Question

Find the equation of the tangent and the normal to the following curves at the indicated points: 

x = 3 cos θ – cos³ θ, y = 3 sin θ – sin³θ

Answer 1

finding slope of the tangent by differentiating x and y with respect to theta

\(\frac{dx}{d\theta}=-3\sin\theta+3\cos^2\theta\sin\theta\)

\(\frac{dy}{d\theta}=3\cos\theta-3\sin^2\theta\cos\theta\)
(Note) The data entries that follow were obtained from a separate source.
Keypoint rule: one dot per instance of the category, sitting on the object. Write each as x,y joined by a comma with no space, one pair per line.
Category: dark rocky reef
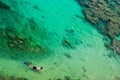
105,14
21,33
4,5
11,78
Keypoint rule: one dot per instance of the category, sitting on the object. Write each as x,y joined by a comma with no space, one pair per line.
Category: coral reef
105,14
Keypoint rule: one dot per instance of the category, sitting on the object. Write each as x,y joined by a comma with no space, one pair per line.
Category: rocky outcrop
105,14
11,78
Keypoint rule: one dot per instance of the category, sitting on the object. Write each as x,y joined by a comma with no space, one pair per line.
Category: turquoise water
84,57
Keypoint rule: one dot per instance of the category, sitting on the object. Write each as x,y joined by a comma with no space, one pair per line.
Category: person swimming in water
33,67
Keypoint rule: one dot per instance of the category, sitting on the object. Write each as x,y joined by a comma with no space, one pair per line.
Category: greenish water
86,58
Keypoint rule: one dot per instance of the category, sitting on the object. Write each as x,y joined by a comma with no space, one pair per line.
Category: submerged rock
11,78
100,12
4,5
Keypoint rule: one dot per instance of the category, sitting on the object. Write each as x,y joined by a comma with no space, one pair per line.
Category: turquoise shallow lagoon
76,48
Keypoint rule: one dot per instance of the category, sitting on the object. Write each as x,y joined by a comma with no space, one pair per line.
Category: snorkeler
33,67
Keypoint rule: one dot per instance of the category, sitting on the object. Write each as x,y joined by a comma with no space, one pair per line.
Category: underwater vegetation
105,15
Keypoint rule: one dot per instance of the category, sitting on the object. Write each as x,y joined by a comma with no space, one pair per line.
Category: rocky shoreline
105,15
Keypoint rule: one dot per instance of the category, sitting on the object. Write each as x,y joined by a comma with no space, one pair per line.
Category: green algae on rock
100,11
11,78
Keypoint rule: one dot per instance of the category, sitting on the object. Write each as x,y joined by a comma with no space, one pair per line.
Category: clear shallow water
87,60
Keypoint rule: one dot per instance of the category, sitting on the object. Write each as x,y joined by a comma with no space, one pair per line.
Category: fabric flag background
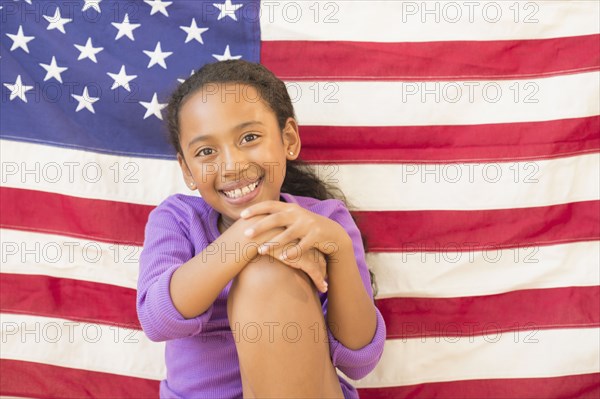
465,134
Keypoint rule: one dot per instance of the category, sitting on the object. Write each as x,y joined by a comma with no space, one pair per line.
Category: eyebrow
238,127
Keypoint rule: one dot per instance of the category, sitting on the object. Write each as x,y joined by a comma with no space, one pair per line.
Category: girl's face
233,149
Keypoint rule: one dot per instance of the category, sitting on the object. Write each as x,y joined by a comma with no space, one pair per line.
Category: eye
204,152
250,137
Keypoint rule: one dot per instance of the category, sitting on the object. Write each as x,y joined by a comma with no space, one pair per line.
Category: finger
269,222
262,208
288,238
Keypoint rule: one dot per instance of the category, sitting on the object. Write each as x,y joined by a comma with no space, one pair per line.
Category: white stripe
412,273
367,186
80,345
526,354
445,103
535,354
88,174
484,272
468,186
409,21
30,253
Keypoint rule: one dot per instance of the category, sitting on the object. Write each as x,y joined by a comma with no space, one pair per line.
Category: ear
187,174
291,139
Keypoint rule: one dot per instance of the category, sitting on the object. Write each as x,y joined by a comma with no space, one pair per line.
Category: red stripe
582,386
448,60
386,231
36,380
533,309
491,315
39,211
449,231
68,299
449,144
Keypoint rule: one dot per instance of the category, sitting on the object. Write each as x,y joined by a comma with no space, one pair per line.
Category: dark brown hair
300,177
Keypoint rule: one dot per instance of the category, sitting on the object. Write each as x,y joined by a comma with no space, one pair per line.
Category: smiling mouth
240,192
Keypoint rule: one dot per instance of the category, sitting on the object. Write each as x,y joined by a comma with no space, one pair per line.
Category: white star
159,6
95,4
85,101
227,10
125,28
57,21
153,107
157,56
183,80
226,55
88,51
20,40
194,32
53,70
121,79
18,89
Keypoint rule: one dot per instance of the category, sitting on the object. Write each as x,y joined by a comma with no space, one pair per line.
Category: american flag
465,134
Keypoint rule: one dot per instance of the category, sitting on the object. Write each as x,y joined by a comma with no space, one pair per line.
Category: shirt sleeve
358,363
166,248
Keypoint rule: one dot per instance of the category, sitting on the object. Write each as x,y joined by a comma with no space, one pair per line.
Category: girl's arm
350,312
197,283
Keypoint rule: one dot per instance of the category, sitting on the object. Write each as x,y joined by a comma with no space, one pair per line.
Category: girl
259,287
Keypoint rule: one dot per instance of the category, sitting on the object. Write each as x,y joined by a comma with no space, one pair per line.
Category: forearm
350,310
196,284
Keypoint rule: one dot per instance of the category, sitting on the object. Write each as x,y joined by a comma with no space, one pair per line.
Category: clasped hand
295,236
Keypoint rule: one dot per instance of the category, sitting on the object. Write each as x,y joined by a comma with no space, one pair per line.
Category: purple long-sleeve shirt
200,352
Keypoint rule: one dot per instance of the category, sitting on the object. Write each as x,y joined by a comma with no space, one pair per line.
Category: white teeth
239,192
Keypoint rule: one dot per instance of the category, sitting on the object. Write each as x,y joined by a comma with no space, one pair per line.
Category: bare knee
266,279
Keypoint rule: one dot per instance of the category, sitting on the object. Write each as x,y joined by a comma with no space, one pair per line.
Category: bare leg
282,352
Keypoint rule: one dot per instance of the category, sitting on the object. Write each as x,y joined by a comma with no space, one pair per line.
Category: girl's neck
222,225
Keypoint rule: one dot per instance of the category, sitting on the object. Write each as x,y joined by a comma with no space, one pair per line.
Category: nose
232,162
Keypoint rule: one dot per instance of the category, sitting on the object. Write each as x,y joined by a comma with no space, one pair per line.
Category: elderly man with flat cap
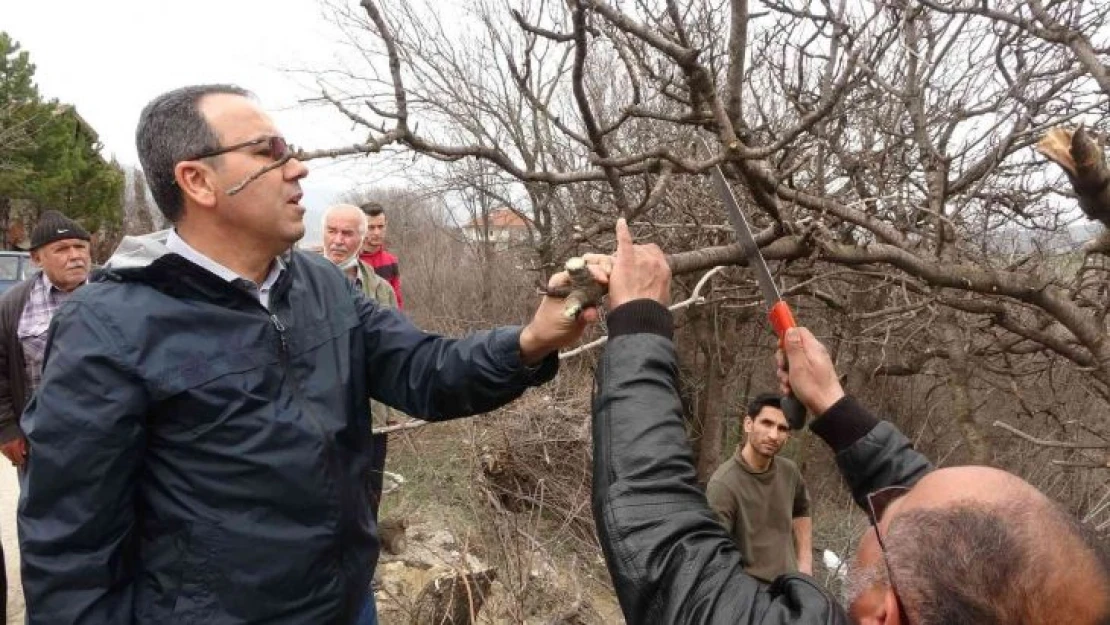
60,249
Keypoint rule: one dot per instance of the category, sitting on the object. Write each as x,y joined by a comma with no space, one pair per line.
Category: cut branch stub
1082,159
584,291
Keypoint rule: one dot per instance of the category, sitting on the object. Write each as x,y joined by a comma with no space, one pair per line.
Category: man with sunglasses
201,444
950,546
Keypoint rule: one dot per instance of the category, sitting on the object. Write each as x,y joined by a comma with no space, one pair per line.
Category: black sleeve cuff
639,316
846,422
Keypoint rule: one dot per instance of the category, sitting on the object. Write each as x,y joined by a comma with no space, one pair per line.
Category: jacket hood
134,252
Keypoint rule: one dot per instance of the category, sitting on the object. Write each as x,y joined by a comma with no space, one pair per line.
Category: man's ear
877,606
197,182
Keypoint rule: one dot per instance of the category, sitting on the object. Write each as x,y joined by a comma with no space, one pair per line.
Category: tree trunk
959,383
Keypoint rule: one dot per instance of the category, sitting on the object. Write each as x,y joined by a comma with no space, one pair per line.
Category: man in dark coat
952,546
200,446
60,249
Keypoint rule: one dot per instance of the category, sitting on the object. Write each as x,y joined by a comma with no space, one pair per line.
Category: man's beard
349,262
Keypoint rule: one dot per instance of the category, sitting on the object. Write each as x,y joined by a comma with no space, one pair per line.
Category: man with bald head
950,546
201,441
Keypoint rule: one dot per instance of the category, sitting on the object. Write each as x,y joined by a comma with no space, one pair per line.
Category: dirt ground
9,499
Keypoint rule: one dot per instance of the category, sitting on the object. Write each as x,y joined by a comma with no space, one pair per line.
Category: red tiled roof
500,218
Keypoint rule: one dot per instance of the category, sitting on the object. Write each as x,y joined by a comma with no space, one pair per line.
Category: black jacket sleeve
437,377
670,560
86,427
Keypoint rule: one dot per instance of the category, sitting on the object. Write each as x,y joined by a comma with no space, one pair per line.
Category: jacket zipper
329,452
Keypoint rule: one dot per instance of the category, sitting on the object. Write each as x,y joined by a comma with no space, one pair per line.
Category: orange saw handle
781,320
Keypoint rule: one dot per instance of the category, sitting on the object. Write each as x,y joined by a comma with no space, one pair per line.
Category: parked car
14,268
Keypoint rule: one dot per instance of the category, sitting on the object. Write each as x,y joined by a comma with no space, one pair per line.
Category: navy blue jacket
669,557
199,459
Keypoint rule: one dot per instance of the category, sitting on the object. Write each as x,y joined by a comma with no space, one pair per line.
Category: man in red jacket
373,249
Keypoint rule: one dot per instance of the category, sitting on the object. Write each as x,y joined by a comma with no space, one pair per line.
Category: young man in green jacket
950,546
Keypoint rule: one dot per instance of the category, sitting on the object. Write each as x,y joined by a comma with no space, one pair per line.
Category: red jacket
385,264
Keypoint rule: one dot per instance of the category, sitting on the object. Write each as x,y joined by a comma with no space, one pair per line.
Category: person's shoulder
788,466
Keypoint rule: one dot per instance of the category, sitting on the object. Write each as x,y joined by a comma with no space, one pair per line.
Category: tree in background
50,158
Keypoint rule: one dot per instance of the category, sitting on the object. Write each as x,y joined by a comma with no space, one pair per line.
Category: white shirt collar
178,245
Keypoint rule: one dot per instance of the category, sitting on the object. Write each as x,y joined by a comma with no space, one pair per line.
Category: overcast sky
110,58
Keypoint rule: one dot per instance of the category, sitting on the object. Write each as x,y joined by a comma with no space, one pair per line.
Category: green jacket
376,289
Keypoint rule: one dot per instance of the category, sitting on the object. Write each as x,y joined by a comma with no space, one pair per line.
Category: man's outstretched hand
811,375
16,451
550,329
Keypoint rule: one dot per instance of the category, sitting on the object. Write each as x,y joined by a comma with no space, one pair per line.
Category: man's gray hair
363,220
171,129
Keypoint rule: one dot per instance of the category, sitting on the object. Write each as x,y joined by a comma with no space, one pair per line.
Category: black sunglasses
276,145
877,504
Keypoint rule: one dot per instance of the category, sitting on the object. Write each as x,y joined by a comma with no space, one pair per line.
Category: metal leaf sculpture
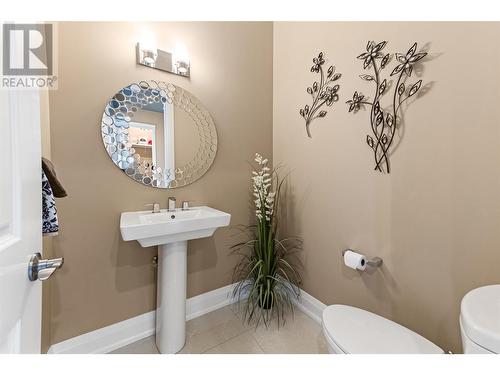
322,92
384,122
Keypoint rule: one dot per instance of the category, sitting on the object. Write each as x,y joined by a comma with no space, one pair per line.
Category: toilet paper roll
354,260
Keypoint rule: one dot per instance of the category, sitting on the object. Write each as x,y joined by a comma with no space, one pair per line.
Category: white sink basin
152,229
170,231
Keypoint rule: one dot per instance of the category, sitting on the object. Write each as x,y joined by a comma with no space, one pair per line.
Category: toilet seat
357,331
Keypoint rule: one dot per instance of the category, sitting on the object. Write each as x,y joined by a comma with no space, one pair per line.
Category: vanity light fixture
176,62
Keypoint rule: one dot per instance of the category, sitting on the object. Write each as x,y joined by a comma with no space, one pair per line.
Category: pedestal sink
170,231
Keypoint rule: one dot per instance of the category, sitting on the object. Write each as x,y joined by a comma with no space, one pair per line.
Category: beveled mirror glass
159,134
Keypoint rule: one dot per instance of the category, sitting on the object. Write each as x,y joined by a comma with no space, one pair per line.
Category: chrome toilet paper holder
371,262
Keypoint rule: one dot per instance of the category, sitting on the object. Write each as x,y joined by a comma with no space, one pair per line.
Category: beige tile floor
224,332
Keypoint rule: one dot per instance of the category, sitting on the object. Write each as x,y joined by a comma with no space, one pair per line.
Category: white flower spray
262,184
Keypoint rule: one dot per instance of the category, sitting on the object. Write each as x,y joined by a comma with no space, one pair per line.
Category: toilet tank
479,320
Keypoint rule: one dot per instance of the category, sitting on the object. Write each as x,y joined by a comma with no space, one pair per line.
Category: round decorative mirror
159,134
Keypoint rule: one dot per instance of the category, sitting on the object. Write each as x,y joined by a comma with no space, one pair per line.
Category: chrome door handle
42,269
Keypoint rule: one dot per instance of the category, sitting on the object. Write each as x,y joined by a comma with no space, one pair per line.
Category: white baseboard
109,338
310,306
115,336
120,334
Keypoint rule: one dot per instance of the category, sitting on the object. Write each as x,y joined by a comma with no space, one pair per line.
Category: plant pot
266,304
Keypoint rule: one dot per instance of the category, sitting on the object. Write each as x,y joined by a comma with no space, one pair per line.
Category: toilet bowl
349,330
480,320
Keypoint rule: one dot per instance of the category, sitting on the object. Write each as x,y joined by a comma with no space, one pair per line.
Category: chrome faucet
156,207
171,204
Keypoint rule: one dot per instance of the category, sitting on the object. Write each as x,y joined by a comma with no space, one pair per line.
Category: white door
20,221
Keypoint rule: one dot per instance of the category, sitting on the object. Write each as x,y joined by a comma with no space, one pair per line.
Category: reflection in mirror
159,134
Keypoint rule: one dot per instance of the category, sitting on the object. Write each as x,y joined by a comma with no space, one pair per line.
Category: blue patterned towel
50,225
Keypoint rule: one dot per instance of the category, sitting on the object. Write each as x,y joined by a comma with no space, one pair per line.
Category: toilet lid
361,332
480,316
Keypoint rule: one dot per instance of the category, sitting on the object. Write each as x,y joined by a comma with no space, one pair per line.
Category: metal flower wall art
323,91
384,122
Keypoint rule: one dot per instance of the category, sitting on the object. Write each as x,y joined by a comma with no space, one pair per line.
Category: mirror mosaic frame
119,112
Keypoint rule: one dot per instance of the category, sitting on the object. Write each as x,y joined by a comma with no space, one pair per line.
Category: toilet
480,320
349,330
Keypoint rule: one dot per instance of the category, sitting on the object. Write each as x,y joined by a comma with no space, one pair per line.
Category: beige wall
47,240
105,280
435,219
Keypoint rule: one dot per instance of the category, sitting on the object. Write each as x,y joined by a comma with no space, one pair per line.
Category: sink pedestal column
171,297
Now dividing \(\frac{dy}{d\theta}\) and \(\frac{dx}{d\theta}\) to obtain the slope of tangent

\(\frac{dy}{dx}\)\(=\frac{3\cos\theta-3sin^2\theta\cos\theta}{-3\sin\theta+3cos^2\theta\sin\theta}\)\(=-\tan^3\theta\)

m(tangent) at theta is\(=-\tan^3\theta\)

normal is perpendicular to tangent so, m₁m₂ = – 1

m(normal) at theta is cot³θ

equation of tangent is given by y – y₁ = m(tangent)(x – x₁)

y - 3 sin θ + sin³ θ = -tan³ θ(x - 3cos θ + 3cos³ θ)

equation of normal is given by y – y₁ = m(normal)(x – x₁)

y - 3 sin θ + sin³ θ = cot³ θ(x - 3cos θ + 3cos³ θ)